Eulerは「UI表示」や「デバッグ表示」としては便利。 でも、内部の状態として保持すると破綻しやすい。

  • いつ破綻するか予測が難しい
  • 視点やキャラ制御で特に壊れやすい
  • 入力を蓄積すると破綻が加速する

だから、実務では

  • Eulerで入力を受け取る
  • 内部ではEulerを使わない

という設計が多い。

(Quaternionの話は次回で良い。ここではまだ出さない。

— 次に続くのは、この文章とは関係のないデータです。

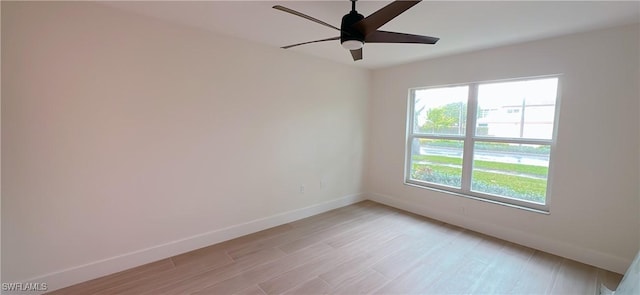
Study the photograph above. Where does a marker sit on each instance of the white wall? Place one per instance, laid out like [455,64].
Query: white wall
[594,198]
[122,133]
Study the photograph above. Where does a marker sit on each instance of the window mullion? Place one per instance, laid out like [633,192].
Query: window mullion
[467,159]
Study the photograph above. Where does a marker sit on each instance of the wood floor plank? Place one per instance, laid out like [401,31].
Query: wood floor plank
[355,266]
[253,290]
[364,248]
[538,275]
[363,282]
[270,270]
[313,286]
[208,278]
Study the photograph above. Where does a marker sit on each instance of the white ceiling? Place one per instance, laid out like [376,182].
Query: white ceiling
[461,26]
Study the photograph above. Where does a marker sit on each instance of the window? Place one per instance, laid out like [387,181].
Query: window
[484,140]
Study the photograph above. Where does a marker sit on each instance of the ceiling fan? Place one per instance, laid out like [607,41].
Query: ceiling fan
[357,29]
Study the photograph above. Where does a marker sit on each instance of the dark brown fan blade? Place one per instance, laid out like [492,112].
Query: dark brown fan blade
[294,45]
[300,14]
[374,21]
[393,37]
[356,54]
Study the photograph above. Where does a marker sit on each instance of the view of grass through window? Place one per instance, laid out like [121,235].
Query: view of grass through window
[510,144]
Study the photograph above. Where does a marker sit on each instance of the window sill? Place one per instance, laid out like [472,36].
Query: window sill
[540,211]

)

5. ここまでの結論(次回への導線)

ここまでで、オイラー角が「なんとなく不安定」ではなく 構造的に壊れる理由がはっきりした。

まとめると、こういう話だ。

  • Euler が壊れるのは仕様であって事故ではない
  • 回転順序(order)が “結果の意味” を決めてしまう
  • ある姿勢で自由度が潰れるのは避けられない構造
  • 角度を足す設計は、短期は動いても長期で必ず破綻する

つまり、 「Euler角で姿勢を蓄積する」こと自体が地雷。

ここまで読んだ人は必ずこう思うはずだ。

「じゃあ、実際どんな実装がダメなんだ?」

次回はそこに答える。

[JavaScript] Quaternion 入門 #03 “やってはいけない実装集”

  • 足して壊れる
  • 順序を間違えて壊れる
  • lerp して壊れる
  • 正規化しないで壊れる

実際に破綻するコードだけを並べる回になる。

付録:記事の“読みやすさ”を上げる小技

この記事は、理解させるより 詰まらせない ことを優先している。 そのために、意図的にやっている工夫をいくつか補足しておく。


回転順序は「理屈」より先に「結果」を見せる

「回転順序とは何か」を言葉で説明し始めると、 多くの読者はその時点で置いていかれる。

だから最初に出すのは理論じゃない。

“同じ角度でも結果が変わるログ”。

  • 値は同じ
  • order だけ違う
  • 出力が違う

この事実を先に見せるだけで、

「あ、これはそういう性質のものなんだ」

という理解が一気に進む。


ジンバルロックは「自由度が1個消える」だけで十分

ジンバルロックを説明するときに、

  • 数式
  • 回転行列
  • 微分

は一切いらない。

言うべきことはこれだけ。

「3軸で表現していたのに、ある姿勢で2軸になる」

自由度が1個消える。 それ以上でもそれ以下でもない。

ここが伝われば、 「なぜ入力が効かなくなるのか」は自然に腑に落ちる。